La plomberie comme métier d’avenir à Montréal

Mieux vaut investir du temps et de l’argent pour obtenir un diplôme ou pour apprendre un métier au Canada? La crise a aiguillé un débat qui a commencé il y a longtemps, puisque les universités s’ouvraient aux classes populaires et que le degré permettait le rachat social et économique de générations entières. Mais maintenant, nous parlons des universités comme un parking pour les chômeurs. Il y a quelques années, on a soulevé un débat en disant que « tout le monde devrait avoir un diplôme, peut-être à contrecœur et en utilisant encore plus mal sa faible qualité marchande. C’est important » Ces dernières années, des mots ont résonné: “La plomberie à Montréal serait probablement une meilleure affaire que d’aller à une université.”

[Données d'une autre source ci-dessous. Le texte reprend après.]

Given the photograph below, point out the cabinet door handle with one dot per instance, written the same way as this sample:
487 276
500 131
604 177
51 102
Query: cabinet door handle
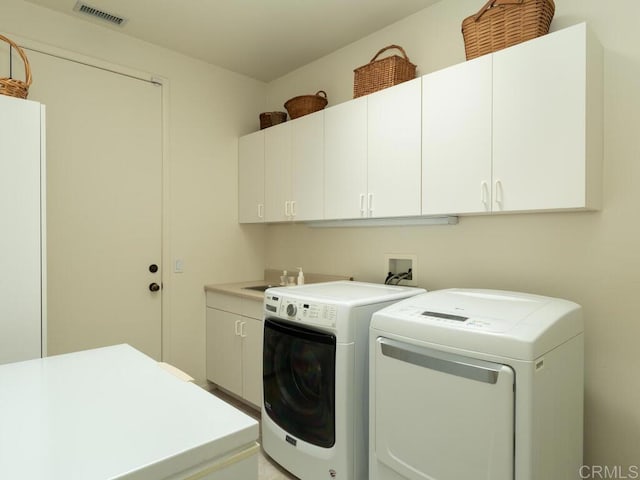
484 194
499 193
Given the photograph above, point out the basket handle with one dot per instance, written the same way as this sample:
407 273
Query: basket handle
494 3
27 68
394 46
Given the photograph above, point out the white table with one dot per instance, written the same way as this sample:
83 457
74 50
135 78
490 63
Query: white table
113 413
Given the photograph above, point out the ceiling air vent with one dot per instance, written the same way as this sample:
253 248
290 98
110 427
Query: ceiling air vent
100 14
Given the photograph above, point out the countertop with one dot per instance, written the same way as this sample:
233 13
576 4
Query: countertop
271 277
110 413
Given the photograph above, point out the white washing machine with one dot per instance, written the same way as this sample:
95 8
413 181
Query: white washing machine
315 412
476 384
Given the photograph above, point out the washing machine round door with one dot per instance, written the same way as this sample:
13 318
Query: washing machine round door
299 381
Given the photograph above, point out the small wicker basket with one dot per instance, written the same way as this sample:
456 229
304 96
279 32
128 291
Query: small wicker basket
11 86
269 119
305 104
386 72
503 23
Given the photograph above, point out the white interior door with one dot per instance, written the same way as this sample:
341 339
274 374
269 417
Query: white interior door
441 416
104 205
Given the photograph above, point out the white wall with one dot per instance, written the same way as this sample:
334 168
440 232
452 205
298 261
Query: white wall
591 258
208 108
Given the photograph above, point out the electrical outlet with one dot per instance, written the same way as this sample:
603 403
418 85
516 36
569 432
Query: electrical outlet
401 268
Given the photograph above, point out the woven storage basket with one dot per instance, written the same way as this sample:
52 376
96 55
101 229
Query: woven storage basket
502 23
269 119
11 86
386 72
305 104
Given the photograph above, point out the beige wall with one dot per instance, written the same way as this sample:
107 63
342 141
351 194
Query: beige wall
591 258
208 107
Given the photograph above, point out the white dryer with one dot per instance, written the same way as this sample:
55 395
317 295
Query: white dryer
476 384
315 414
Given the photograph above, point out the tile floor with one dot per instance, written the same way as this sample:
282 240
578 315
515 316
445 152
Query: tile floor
267 468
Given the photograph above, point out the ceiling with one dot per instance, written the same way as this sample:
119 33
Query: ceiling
263 39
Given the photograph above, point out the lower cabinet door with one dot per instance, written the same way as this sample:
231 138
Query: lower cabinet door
251 331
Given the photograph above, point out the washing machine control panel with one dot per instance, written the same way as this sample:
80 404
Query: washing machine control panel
302 311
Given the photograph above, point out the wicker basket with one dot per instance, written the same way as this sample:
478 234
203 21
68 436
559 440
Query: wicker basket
383 73
305 104
10 86
502 23
269 119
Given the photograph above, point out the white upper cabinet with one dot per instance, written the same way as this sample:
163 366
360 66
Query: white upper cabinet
345 156
294 159
394 146
277 164
517 130
513 131
456 139
372 155
307 159
251 178
547 123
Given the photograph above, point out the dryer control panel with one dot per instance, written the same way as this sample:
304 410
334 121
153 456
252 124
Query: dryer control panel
301 311
444 318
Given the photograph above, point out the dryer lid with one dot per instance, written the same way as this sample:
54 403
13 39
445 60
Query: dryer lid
515 324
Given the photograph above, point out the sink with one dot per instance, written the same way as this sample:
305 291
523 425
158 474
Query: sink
258 288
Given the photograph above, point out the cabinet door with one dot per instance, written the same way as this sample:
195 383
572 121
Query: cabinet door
277 162
539 123
20 241
307 160
251 178
251 332
345 187
456 139
394 146
224 350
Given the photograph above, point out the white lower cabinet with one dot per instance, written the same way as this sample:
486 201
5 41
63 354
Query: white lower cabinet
234 345
518 130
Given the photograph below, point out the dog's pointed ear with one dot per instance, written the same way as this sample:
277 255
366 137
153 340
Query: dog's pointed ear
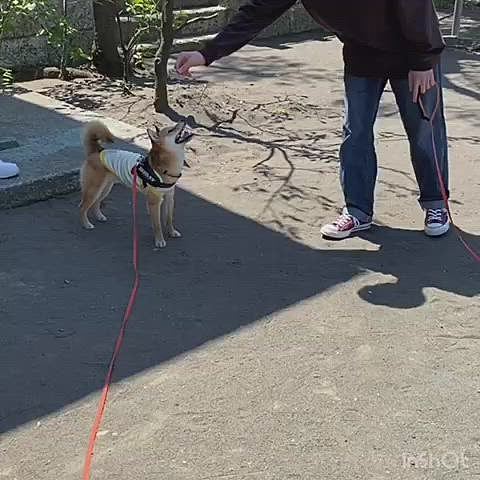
152 135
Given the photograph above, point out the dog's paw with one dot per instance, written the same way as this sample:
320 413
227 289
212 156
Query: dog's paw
174 233
160 243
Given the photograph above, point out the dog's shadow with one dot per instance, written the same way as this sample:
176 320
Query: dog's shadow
227 272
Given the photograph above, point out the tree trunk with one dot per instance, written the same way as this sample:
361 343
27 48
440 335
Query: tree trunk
161 57
65 46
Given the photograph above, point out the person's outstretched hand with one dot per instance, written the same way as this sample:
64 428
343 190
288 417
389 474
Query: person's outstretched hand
187 60
420 83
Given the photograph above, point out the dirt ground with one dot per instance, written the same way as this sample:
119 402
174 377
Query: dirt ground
258 350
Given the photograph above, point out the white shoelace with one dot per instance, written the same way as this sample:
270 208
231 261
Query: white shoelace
344 220
435 215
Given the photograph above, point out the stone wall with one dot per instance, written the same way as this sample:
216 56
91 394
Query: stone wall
24 50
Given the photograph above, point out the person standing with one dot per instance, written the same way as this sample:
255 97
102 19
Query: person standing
396 41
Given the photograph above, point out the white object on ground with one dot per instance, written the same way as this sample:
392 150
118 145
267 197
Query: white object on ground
8 170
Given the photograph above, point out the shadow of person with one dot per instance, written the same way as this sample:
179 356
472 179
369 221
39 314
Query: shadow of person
417 263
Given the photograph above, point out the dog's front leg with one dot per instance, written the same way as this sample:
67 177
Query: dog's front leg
170 207
154 208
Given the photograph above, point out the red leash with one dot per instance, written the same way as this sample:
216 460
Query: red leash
118 344
133 295
443 189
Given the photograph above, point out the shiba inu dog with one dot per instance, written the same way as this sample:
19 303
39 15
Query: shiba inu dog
157 174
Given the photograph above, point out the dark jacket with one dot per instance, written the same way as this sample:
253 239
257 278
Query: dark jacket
382 38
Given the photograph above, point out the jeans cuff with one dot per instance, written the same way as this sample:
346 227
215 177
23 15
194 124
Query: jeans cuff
432 204
357 213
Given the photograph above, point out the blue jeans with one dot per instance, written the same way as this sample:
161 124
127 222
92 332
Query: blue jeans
358 159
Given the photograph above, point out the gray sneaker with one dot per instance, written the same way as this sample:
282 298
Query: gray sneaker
437 222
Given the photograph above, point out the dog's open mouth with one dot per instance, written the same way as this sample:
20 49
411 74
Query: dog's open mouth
184 135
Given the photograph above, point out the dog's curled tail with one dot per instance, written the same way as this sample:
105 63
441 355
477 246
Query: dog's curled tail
96 132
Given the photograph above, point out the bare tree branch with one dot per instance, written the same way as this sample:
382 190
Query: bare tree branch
195 20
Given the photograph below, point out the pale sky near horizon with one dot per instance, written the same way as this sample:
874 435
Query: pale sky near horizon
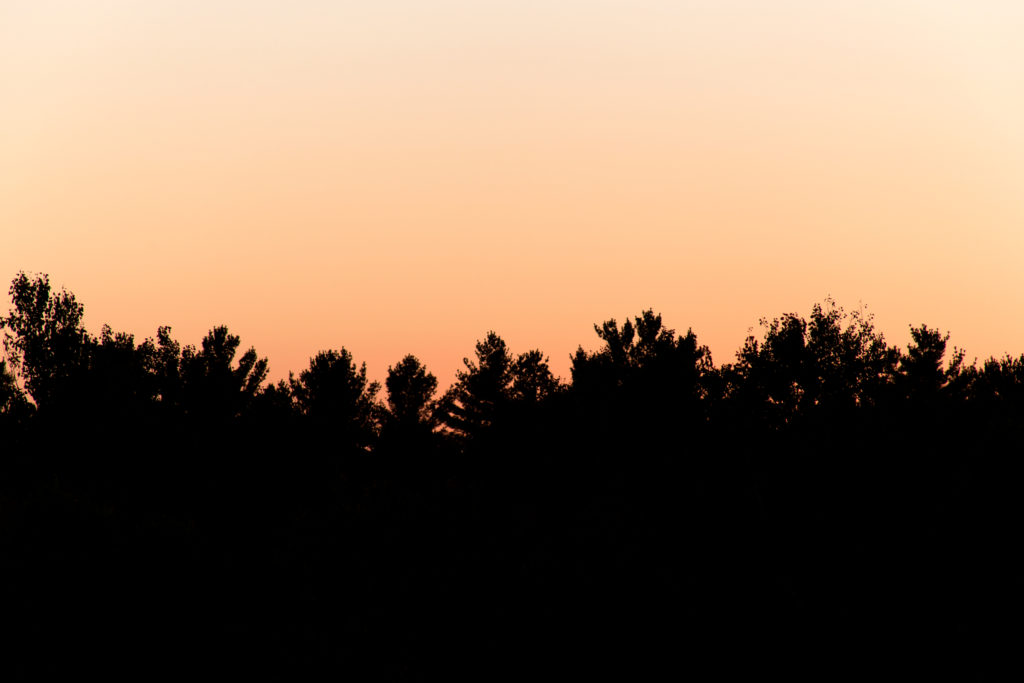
402 175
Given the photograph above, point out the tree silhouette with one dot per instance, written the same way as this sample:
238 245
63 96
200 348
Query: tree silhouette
336 397
480 391
410 394
45 341
213 387
13 404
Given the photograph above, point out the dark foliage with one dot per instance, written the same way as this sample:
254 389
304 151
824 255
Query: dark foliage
164 507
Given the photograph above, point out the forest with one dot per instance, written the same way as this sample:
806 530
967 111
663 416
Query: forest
165 507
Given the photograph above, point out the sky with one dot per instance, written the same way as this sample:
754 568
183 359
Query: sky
400 176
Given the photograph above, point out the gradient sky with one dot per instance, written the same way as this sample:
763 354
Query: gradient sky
400 176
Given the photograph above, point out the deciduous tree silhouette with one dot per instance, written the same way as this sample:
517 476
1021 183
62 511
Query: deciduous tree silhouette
46 342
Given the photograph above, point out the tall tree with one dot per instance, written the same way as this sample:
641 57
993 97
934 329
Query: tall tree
214 386
336 397
45 341
410 394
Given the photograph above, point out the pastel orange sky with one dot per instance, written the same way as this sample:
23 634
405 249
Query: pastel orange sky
402 175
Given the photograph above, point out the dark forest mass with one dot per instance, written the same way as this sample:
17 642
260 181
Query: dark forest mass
164 505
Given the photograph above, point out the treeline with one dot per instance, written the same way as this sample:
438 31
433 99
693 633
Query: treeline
822 487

Personne sur cette question n’a pris soin de demander les avis d’un plombier à Montréal, qui a gagné autant que les autres catégories de travailleurs: les données en sont une preuve éclatante. La crise n’a pas décimé les plombiers. Les pourcentages cumulés des dernières années sont tous convaincants. Les données le disent puisque les gains ont continué à augmenter. Ce qui ne veut évidemment pas dire que ceux qui n’aiment pas cette profession devraient la choisir, en tant qu’une solide qualification professionnelle, car il y a beaucoup de concurrence et le marché offre de plus en plus.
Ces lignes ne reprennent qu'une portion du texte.